A functional ABCC11 protein has been found to be essential for the presence of the characteristic strong axillary odor, with the 538G→A SNP leading to a loss of secretion of axillary malodorous precursors and a nearly complete loss of axillary odor in those who are homozygous for the polymorphism. Specifically, the secretion of the amino-acid conjugates 3M2H-Gln, HMHA-Gln, and Cys-Gly-(S) 3M3SH, which are precursors of key axillary malodorous compounds including the unsaturated or hydroxylated branched-chain fatty acids 3M2H and HMHA and the sulfanylalkanol 3M3SH, has been found to be abolished in homozygotic carriers of the SNP, and the odoriferous androstane steroids androstenone and androstenol and their precursors DHEA and DHEA-S have been found to be significantly reduced as well. Patients with axillary osmidrosis (538G/G or 538G/A genotype) were found to have significantly more numerous and relatively large axillary apocrine glands compared to controls with the A/A genotype.

==Fatty acids==
In contrast to the aforementioned odoriferous compounds, the levels of long straight-chain fatty acids such as hexadecanoic acid, octadecanoic acid, and linolic acid and short straight-chain fatty acids such as butyric acid, hexanoic acid, and octanoic acid in axillary sweat have not been found to be affected by the ABCC11 genotype, which suggests that their secretion is independent of ABCC11. These straight-chain fatty acids are odoriferous, but differently and to a much lesser extent compared to branched-chain fatty acids. In accordance, it has been said that it is very likely that these aliphatic straight-chain fatty acids are responsible for the faint sour acidic axillary odor that has previously been observed in most Japanese individuals. In addition to the secretion of straight-chain fatty acids, axillary microflora did not appear to differ between homozygous carriers of the 538G→A SNP and non-carriers.

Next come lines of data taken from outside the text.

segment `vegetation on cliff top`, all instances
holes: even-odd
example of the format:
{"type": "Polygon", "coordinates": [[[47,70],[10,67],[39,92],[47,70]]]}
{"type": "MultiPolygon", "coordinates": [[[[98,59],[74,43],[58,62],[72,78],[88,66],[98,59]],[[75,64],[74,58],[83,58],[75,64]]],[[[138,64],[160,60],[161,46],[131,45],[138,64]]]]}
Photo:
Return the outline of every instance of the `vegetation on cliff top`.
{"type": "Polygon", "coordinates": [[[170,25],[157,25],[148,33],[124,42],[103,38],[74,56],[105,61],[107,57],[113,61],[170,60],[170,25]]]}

The ABCC11 transporter appears to be involved both in the transport of androstane steroids into the secretory cells of apocrine glands and in the secretion of preodoriferous compounds from axillary apocrine glands. Specific steroids that ABCC11 has been found to transport include steroid sulfates like DHEA-S and estrone sulfate and steroid glucuronides like estradiol glucuronide. In accordance with its transport of compounds involved in axillary odor, ABCC11 alleles are strongly associated with axillary odor. Asians have little or faint axillary odor, whereas Caucasians and Africans have strong axillary odor, and this has been found to be due to genetic differences in the ABCC11 gene.